30 May FIRST QUARTER REVISED GDP RELEASED AT 8:30
A consistent theme is that slower growth abroad is a headwind for growth in the US, a slowness that is perhaps amplified by an impending trade war.
Growth has slowed in the EU and China but increased unexpectedly in the US during the first quarter to a 3.2% rate. Today is the first revision of economy’s first quarter performance and analysts are expecting a nominal downward adjustment to a 3.0% pace.
To remind all the economy grew at average rate of 2.1% from mid-2009 through early 2017. Growth over the last 15 months is over 3% with productivity rising by 2.4% versus a 1.1% annualized rate experienced form mid 2009 through early 2017.
How will today’s data be interpreted? In many regards the economic outlook today is similar to the outlook prevalent last February…expanding weakness because of the government shutdown. In February growth accelerated.
Will today’s GDP data and next unemployment statistics agian alter perceptions? At this juncture I believe growth will continue to surprise on the upside.

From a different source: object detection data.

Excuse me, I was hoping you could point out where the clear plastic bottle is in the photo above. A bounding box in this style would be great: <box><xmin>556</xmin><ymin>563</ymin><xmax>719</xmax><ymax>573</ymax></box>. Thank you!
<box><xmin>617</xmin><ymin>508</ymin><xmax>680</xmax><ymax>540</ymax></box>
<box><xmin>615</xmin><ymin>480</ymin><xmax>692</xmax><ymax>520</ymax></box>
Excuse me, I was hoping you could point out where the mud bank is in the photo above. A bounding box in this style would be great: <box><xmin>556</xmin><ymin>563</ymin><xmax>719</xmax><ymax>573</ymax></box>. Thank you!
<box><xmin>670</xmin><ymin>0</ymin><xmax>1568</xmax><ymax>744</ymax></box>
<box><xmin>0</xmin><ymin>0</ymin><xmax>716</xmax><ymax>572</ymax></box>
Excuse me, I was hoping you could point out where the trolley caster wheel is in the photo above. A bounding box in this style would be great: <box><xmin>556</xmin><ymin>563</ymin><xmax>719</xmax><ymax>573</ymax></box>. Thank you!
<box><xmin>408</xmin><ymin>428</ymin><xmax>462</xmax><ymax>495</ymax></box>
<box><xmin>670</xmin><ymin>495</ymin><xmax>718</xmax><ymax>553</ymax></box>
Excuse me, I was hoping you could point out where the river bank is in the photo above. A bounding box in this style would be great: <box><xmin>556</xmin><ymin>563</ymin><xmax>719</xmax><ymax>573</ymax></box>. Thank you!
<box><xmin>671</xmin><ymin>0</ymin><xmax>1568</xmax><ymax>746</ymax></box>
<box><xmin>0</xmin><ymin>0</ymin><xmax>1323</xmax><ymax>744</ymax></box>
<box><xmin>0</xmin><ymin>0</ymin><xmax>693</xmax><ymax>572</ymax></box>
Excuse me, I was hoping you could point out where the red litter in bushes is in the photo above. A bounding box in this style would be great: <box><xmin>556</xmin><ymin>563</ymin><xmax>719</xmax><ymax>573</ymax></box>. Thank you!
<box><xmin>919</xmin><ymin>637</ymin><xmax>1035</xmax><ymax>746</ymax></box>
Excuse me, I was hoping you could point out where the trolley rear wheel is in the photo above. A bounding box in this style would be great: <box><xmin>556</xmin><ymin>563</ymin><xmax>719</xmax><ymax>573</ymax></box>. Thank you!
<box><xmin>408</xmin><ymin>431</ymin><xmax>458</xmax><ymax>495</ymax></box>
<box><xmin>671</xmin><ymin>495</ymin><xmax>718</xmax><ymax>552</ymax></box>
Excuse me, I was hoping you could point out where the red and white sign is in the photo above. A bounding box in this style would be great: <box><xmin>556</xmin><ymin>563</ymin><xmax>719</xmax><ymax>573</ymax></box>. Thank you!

Equities were volatile again yesterday, the result of growth and trade fears. Everyone has now become a yield curve expert however a key point these newly minted experts are missing is the yield curve must be inverted for over 90 days to have any measure of significance.
What will happen today?
Last night the foreign markets were mixed. London was up 0.35%, Paris up 0.20% and Frankfurt up 0.24%. China was down 0.31%, Japan down 0.29% and Hang Sang down 0.44%.
The Dow should open nervously higher as trade and growth assumptions are still front and center. The 10-year is unchanged at 2.27%.